Inilah makna efisiensi sosial atau ”efisiensi berkadilan”, karena memang dalam pandangan Rasulullah manusia sebagai makhluk individu sekaligus makhluk sosial, itulah yang harus diutamakan, bukanlah pembangunan dan pertumbuhan ekonomi itu sendiri. Pandangan ini sudah barang tentu berangkat dari nilai-nilai qur’ani yang menghormati sesama manusia dan menekankan masalah ukhuwah/ persaudaraan (Qs. Al-Hujarat : 10), ta’awun/ tolong menolong/ kebersamaan (Qs. Al-Maidah : 3).
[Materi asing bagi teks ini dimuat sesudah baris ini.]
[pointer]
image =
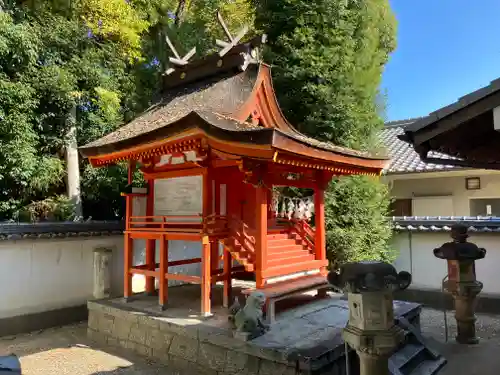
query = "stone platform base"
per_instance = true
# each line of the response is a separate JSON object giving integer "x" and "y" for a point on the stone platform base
{"x": 304, "y": 340}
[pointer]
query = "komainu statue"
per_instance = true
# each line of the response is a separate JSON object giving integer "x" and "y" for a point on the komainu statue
{"x": 248, "y": 322}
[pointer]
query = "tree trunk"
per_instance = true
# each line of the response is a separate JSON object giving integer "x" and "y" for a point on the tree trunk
{"x": 72, "y": 165}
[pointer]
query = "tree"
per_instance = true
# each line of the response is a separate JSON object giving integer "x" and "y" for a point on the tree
{"x": 327, "y": 58}
{"x": 103, "y": 59}
{"x": 25, "y": 171}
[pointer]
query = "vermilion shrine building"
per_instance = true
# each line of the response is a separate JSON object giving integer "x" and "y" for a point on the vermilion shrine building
{"x": 219, "y": 121}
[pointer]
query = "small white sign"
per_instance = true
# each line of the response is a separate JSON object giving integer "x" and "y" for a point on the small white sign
{"x": 178, "y": 196}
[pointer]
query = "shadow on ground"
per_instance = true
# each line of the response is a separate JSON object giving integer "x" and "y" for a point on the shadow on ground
{"x": 66, "y": 350}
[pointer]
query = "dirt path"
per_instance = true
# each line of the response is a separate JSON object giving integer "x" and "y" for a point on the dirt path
{"x": 66, "y": 350}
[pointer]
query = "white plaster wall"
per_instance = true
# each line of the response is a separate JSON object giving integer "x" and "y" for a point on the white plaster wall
{"x": 454, "y": 187}
{"x": 48, "y": 274}
{"x": 415, "y": 256}
{"x": 41, "y": 275}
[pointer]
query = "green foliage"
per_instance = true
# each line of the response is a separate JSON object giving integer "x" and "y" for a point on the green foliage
{"x": 356, "y": 222}
{"x": 58, "y": 208}
{"x": 328, "y": 58}
{"x": 105, "y": 58}
{"x": 24, "y": 170}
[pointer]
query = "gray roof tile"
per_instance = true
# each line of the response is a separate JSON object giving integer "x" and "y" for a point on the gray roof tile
{"x": 404, "y": 159}
{"x": 444, "y": 223}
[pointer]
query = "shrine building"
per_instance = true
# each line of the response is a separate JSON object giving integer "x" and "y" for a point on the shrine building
{"x": 219, "y": 129}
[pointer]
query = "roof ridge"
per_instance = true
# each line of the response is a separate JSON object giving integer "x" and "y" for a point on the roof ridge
{"x": 403, "y": 122}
Di samping itu, kebijaksanaan Rasulullah dalam bidang ekonomi juga terlihat ketika Rasulullah tidak serta merta membebankan, ushr,27dan jizyah bagi non-muslim pada saat pondasi masyarakat belum begitu kokoh. Tapi ketika masyarakat Madinah memiliki pondasi yang kuat dan menampakkan embrio kekuatan, baik di bidang politik maupun ekonomi, barulah Rasulullah merancang sistem pemerintahan yang ditandai dengan disepakatinya Piagam Madinah.
Dengan terbentuknya negara Madinah, Islam semakin kuat, dan perkembangannya yang pesat membuat orang-orang Makkah merasa Risau. Kerisauan ini akan mendorong orang Quraisy bertindak apa saja. Di satu sisi, Madinah hampir tidak memiliki pemasukan atau pendapatan negara. Untuk menghadapi kemungkinan itu, maka Rasulullah menggalang kekuatan berupa pembentukan militer dan juga menganjurkan zakat yang sifatnya sukarela dalam rangka membantu mempertahankan diri dari serangan musuh.
Pada tahun ketujuh Hijriyah, kaum muslimin berhasil menaklukan Khaibar.Tanah hasil taklukan dikelola dengan menerapkan sistem kharaj, yakni pajak tanah yang dipungut dari non-Muslim.Dan sistem ini diterapkan di berbagai daerah taklukan, dan dalam perkembangannya, kharaj menjadi salah satu sumber pendapatan negara terpenting.
Dalam masa pemerintahannya juga, Rasulullah menerapkan jizyah, yakni pajak yang dibebankan kepada orang-orang non-Muslim, khususnya ahli kitab, sebagai perlindungan jiwa, harta milik, kebebesan menjalankan ibadah, serta pengecualian dari wajib militer.